Scoping Election Readiness and Response Efforts based on Intelligence


3. Monitor Outcomes and Forecast

  • Based on your organization’s response to the information ecosystem, carefully monitor community responses and business impact. Doing so will enable you to update your response playbook with effective responses for future engagements. Consider the following:
    • Does your organization have clear pathways to respond, if a risk has the possibility to cause significant harm? Do key players know their roles and responsibilities? Are there mechanisms for tracking corporate responses and efficacy? Are there related feedback processes to integrate lessons learned and improve playbooks?
  • We’ve included a sample question below to aid in evaluating your organization’s ability to respond to election related risks.

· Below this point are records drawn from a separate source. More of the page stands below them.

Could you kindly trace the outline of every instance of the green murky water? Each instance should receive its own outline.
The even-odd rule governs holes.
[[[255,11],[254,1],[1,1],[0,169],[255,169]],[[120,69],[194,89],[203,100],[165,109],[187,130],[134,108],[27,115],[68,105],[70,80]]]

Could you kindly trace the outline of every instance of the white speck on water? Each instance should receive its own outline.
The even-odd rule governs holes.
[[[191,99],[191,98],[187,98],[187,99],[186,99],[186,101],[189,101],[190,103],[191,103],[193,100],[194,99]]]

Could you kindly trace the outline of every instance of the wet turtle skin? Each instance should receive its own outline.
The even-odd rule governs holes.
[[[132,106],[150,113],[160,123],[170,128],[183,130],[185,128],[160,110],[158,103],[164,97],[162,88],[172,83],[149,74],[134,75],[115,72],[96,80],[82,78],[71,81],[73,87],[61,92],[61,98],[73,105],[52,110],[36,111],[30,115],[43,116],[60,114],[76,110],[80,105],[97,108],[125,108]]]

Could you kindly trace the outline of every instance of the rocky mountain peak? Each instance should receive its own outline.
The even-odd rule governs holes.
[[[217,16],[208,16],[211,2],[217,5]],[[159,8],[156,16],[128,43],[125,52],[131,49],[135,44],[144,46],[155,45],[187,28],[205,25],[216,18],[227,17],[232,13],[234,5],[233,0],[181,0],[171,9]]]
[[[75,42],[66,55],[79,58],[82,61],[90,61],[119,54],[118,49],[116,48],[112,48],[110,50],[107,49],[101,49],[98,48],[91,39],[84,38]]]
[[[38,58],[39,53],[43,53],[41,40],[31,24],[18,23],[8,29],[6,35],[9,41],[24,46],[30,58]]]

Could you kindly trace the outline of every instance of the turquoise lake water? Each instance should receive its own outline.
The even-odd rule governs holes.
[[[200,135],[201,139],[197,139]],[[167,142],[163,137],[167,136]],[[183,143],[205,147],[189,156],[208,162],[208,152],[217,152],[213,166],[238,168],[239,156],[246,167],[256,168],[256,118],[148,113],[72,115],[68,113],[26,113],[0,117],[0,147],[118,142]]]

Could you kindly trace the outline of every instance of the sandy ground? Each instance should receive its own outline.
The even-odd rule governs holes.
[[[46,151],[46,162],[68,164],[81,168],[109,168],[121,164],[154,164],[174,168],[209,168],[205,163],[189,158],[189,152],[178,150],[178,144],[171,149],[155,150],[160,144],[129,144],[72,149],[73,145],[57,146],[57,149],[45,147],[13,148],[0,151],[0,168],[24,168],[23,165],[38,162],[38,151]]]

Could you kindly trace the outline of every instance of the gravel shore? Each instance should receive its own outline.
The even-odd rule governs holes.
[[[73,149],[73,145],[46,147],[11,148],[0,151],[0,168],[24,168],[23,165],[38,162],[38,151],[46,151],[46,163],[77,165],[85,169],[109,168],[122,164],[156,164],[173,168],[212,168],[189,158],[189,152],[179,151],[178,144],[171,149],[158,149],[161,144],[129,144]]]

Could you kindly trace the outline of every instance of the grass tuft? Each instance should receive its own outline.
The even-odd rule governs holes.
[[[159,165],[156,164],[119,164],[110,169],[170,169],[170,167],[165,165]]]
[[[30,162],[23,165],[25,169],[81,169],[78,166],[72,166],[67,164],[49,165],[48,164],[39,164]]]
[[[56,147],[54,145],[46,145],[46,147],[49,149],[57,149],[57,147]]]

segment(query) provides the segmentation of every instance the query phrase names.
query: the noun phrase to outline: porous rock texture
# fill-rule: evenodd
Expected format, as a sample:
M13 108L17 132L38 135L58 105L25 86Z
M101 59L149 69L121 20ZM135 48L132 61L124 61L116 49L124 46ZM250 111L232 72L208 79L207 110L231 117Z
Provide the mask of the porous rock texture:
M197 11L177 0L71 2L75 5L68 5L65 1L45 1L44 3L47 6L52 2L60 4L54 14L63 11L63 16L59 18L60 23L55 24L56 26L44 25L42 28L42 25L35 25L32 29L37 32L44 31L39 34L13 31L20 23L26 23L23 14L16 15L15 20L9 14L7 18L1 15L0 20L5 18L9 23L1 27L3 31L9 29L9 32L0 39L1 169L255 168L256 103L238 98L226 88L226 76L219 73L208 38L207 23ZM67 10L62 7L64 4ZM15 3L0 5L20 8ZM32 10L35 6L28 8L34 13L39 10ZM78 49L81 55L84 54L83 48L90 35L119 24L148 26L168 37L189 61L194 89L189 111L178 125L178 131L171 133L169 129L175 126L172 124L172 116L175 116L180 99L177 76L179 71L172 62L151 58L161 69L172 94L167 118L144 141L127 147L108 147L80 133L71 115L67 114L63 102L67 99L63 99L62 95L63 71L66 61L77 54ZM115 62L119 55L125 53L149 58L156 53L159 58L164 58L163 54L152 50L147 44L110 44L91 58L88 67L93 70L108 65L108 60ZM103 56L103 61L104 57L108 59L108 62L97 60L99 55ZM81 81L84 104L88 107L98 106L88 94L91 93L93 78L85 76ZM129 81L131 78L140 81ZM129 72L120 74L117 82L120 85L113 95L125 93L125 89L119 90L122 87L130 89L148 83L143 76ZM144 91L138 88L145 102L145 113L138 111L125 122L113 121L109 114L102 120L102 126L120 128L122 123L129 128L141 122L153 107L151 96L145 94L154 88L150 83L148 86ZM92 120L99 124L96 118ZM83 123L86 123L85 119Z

Forecast Emerging Risk based on Organizational and Community Responses


Preceding the 2024 Presidential election, business leaders should expect an increase in reputational risk resulting from information operations, disinformation campaigns, or political entanglement. Organizations operating with heightened risk, especially risk closely aligned with trending political topics, should prepare enhanced monitoring and response capabilities. Proactive risk monitoring should significantly precede elections, likely ramping up a year in advance. Monitoring trends and hot button issues may enable preemptive inoculation for inflammatory election season risks; whereas the efficacy of counter-messaging and fact checking is often debated, the promise of prebunking - or debunking a rumor prior to it’s distribution - is reason for early engagement with the election cycle. A proactive stance may also present emerging opportunities for organizations to capitalize on, aligning their image with a dynamic social and political climate.